Canberra, 1955: Home Beautiful special feature
In my large pile of vintage home and fashion magazines, which I am slowly scanning my way through, there is this:
A March 1955 special feature on Canberra. Canberra was a relatively new city, and after WWII, modern architecture sprang up everywhere alongside the original Californian bungalows and (almost Arts and Crafts) cottages. There are many excellent examples, and the best place to read about them is the Canberra House blog. One of these excellent houses is actually up for sale: an Alex Jelinek house at 10 Gawler St, Deakin. It comes with its custom made Krimper furniture! Price is ‘by negotiation’. Canberra prices are pretty outrageous even for ordinary houses, but if I was the kind of person who had a lot of money to spend on a house, I’d be up for this one. Looking at the pictures, I wonder if those are the original bathrooms. The fittings look kind of 1978 and out-of-place.
Anyway, the Home Beautiful feature has sections on public architecture, such as at ANU; private homes, including floor plans and interiors; and local craftspeople making pottery and furniture. I’ve put it all into a PDF for download, it’s 30MB: Home Beautiful Goes to Canberra – March 1955.

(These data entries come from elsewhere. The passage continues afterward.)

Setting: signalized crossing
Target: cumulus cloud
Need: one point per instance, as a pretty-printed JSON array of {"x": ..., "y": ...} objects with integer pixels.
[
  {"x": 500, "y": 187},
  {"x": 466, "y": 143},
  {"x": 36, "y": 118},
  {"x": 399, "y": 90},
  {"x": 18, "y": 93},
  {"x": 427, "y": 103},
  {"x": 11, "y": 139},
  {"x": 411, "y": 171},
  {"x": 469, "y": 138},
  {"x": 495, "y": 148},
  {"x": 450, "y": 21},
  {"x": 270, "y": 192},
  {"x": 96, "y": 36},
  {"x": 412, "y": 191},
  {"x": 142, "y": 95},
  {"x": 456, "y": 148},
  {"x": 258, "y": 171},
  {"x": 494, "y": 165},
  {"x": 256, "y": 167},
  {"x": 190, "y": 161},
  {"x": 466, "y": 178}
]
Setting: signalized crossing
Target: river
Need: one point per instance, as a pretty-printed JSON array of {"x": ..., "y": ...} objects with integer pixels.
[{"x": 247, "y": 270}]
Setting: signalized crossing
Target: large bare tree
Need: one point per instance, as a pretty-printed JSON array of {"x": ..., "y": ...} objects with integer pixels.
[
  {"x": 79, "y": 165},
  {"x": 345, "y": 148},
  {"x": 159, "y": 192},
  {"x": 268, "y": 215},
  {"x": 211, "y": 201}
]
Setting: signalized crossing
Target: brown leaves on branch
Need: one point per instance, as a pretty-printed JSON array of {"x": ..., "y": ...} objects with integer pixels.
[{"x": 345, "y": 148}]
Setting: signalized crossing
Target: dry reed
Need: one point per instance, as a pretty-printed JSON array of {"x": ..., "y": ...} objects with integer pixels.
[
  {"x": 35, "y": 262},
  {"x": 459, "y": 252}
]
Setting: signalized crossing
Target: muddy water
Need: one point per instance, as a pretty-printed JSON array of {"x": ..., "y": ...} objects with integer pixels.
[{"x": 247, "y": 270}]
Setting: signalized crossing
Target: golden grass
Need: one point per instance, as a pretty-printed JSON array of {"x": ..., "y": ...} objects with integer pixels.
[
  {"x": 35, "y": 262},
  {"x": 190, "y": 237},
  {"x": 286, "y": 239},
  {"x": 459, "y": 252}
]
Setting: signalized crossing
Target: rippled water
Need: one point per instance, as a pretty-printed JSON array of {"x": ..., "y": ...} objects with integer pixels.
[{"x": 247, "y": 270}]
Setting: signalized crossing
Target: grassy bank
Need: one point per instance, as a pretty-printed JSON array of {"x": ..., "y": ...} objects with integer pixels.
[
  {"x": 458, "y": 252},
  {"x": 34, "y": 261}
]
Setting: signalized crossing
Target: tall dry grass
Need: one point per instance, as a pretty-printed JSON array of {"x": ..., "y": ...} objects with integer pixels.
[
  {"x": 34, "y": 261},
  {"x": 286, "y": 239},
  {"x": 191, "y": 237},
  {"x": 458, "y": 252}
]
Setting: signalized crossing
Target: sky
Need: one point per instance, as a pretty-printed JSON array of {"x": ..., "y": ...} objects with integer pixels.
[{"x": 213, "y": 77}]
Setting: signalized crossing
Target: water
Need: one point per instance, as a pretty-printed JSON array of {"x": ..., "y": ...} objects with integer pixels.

Tags: 1950s, 1955, acrchitecture, architecture, canberra, floor plans, furniture, Home Beautiful, houses, Housing, magazine, mid-century modern, modernist, pottery, retro, vintage




I had the pleasure of visiting Canberra, Australia 2 years ago. It actually still reminds me of these old magazines. The capital is so pristine and clean. We were there on a Sunday and it looked like we were in the middle of a Star Trek episode and all the people were zapped out of the city — but yet it stood there clean, modern and untouched. I have to add that the Aussie people were great. Also — they have a fabulous harp maker — Andrew Thom Harps (in Tasmania — yes like the devil). Uniquely designed harps with warm rich sounds. I have two of his harps and couldnt be happier with them.
Hi Lisa! I actually used to have an Andrew Thom harp, and it was brilliant. I only sold it because I am mostly concentrating on my pedal harp now and I wanted it to go to someone who would play it every day like harps should.